Well, thats all for now. However, I don't know if I should do all the above one at a time, or try some of these throughout the day randomly. 

Thanks in advance, and I look forward to all your suggestions!


----------



## Max'sHuman (Oct 6, 2007)

Hello,

I'm not sure what to tell you about the crate issue. But as for training. I would definately consult a "real" trainer or enroll him in a puppy kindergarten class if it's your first dog. Although plenty of people are more than capable of training dogs themselves it really helps to learn some basics from a trainer who understands dog behavior. There is a lot about reading your dogs body language that you won't understand until someone can help you learn to read it. Also a puppy kindergarten class will help socialize your dog to deal well with other dogs. All in all you can't go wrong.


----------



## Shaina (Oct 28, 2007)

If you got him from Petland, he may be used to his cage also being his restroom, from which workers clean up his messes. You're doing fine as far as keeping space small enough, but you might have to just take him out a lot so he doesn't "need" to go when he's in there. If you catch him in the act tell him "no" firmly and hustle him outside to finish. Chances are he'll realize that going outside is preferable and makes you happy, so he'll do that.
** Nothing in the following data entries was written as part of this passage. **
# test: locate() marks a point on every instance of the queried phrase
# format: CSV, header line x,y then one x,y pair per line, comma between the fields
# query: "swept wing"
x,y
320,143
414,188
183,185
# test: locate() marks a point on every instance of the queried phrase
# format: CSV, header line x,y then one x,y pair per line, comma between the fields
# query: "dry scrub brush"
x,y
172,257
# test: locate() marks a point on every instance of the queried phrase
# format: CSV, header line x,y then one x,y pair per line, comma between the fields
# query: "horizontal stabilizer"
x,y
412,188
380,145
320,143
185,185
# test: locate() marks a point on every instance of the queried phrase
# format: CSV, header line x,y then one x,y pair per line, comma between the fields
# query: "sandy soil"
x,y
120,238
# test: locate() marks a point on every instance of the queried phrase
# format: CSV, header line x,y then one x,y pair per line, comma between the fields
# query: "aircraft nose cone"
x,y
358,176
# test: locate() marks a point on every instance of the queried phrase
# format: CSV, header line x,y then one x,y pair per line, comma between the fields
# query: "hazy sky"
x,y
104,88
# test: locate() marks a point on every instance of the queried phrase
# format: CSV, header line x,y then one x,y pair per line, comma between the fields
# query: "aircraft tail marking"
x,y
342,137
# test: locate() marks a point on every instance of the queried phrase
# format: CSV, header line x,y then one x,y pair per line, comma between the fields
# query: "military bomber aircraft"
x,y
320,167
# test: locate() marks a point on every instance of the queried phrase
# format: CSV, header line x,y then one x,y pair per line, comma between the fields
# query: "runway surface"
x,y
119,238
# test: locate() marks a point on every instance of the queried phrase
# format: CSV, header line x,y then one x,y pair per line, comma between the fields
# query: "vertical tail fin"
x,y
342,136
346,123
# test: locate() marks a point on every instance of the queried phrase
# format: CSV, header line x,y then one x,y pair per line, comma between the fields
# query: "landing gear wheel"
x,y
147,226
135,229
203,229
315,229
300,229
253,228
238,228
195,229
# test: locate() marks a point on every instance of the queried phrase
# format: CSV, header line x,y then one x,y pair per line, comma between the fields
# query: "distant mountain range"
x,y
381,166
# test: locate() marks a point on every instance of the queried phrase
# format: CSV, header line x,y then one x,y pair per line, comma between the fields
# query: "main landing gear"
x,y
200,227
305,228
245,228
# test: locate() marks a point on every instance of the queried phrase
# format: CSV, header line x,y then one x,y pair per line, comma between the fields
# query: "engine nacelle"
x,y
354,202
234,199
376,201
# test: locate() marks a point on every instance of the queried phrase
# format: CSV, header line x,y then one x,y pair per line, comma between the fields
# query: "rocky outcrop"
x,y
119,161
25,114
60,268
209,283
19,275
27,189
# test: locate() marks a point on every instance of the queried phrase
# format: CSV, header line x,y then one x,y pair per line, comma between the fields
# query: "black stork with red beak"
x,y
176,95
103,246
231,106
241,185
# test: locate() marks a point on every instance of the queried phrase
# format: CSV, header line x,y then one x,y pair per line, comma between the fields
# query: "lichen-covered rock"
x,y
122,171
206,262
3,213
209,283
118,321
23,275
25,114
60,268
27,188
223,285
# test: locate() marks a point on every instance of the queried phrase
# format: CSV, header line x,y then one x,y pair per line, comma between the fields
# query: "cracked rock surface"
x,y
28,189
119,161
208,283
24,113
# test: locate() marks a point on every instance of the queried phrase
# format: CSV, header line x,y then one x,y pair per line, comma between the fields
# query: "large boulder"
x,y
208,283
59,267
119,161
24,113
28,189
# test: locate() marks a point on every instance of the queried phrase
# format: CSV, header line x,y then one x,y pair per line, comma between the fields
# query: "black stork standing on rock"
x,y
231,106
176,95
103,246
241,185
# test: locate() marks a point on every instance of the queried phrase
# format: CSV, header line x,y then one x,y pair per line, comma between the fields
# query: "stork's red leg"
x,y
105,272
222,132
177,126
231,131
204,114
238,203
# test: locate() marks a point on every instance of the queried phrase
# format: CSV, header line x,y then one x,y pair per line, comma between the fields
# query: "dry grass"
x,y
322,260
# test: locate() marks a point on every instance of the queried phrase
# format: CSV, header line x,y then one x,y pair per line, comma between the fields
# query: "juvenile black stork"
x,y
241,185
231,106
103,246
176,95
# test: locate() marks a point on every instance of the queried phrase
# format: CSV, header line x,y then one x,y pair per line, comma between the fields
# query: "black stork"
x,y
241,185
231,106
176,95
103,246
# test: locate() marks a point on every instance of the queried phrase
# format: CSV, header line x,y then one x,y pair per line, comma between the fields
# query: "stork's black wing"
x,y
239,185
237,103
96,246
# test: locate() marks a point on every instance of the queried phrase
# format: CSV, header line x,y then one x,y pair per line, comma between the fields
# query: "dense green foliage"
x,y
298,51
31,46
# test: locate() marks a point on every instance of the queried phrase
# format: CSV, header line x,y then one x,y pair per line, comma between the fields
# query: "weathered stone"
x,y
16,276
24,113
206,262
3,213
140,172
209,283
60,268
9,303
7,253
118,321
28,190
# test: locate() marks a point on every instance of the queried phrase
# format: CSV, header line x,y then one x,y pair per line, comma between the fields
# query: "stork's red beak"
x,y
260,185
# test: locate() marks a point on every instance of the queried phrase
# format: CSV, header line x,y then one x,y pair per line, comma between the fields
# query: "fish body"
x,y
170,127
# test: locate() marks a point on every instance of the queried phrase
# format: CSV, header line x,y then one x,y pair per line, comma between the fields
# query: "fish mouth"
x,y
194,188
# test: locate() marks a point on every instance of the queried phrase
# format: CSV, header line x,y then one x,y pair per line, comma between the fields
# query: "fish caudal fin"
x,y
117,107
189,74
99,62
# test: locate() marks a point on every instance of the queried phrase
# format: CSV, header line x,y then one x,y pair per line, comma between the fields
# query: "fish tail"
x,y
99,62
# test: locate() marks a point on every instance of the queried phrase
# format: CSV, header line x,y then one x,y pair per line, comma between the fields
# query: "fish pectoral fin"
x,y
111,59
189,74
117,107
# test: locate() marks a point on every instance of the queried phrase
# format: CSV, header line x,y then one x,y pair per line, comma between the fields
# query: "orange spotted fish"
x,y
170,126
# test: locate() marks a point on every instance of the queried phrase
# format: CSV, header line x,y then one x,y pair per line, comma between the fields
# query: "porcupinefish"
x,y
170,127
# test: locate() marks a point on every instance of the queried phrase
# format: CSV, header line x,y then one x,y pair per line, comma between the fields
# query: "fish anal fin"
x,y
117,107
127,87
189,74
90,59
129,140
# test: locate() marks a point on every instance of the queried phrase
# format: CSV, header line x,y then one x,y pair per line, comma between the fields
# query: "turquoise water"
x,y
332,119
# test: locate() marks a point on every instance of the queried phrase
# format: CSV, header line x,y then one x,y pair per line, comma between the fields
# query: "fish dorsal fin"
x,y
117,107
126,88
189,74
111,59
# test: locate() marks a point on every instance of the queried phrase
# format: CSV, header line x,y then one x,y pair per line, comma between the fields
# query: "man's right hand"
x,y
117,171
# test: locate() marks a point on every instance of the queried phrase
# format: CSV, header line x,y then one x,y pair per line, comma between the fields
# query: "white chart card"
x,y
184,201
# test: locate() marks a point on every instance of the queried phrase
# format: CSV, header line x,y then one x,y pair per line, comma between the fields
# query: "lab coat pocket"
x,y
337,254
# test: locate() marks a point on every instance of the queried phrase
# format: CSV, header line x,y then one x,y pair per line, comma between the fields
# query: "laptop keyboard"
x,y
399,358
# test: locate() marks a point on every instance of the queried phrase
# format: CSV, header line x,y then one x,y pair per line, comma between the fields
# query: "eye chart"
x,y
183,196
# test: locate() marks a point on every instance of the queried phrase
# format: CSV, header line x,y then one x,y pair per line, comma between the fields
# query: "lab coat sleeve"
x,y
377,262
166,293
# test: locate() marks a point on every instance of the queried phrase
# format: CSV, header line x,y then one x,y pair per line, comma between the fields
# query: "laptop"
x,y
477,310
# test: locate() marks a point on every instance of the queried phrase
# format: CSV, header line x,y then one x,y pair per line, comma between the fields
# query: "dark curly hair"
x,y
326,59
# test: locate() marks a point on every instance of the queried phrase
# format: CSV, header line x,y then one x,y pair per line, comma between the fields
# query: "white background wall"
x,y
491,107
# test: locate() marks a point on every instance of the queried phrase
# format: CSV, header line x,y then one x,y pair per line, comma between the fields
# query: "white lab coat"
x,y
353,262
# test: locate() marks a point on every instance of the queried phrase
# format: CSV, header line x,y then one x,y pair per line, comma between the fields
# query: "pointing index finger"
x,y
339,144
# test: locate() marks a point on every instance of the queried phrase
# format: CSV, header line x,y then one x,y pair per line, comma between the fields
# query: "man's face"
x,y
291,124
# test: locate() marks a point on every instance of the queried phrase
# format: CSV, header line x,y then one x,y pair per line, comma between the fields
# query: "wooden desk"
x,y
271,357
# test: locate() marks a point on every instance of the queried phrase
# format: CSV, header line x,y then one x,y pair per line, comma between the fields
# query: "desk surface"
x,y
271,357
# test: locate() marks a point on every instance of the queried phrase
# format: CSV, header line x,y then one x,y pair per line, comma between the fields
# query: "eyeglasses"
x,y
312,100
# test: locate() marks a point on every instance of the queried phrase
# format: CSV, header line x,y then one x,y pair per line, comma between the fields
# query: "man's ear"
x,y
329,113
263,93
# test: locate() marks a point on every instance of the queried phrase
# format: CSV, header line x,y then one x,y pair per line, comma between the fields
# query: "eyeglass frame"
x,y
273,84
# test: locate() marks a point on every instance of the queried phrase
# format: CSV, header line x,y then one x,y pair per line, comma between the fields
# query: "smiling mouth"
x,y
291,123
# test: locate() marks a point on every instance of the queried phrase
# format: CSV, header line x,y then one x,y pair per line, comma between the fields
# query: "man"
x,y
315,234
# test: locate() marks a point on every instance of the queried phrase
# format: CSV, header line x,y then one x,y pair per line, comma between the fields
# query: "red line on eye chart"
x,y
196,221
As for knowing when he needs to go, just watch his body language...most dogs act a certain way when they feel the need, so you just need to look out for it (sniffing around in a particular way, walking slightly differently, etc.)


----------



## FilleBelle (Aug 1, 2007)

I never, ever use my dog's recall command unless I am 99.9% sure he is going to listen to it and follow my directions. Saying it over and over and over again to an unresponsive dog causes the command to lose its meaning and importance. 

For all the behaviors you teach your dog, I would recommend teaching the physical action with a hand signal/lure first. As soon as the dog can reliably do the action in respose to the signal, add the word. Again, attaching a word to a behavior that the dog doesn't know just causes the word to lose its meaning.


----------



## Stitch (Nov 1, 2007)

Thanks so much for all the advice!!!

More suggestions are always welcome.

Oh btw, Last night was the first night without "Chewie" pooping in his crate!!!!


----------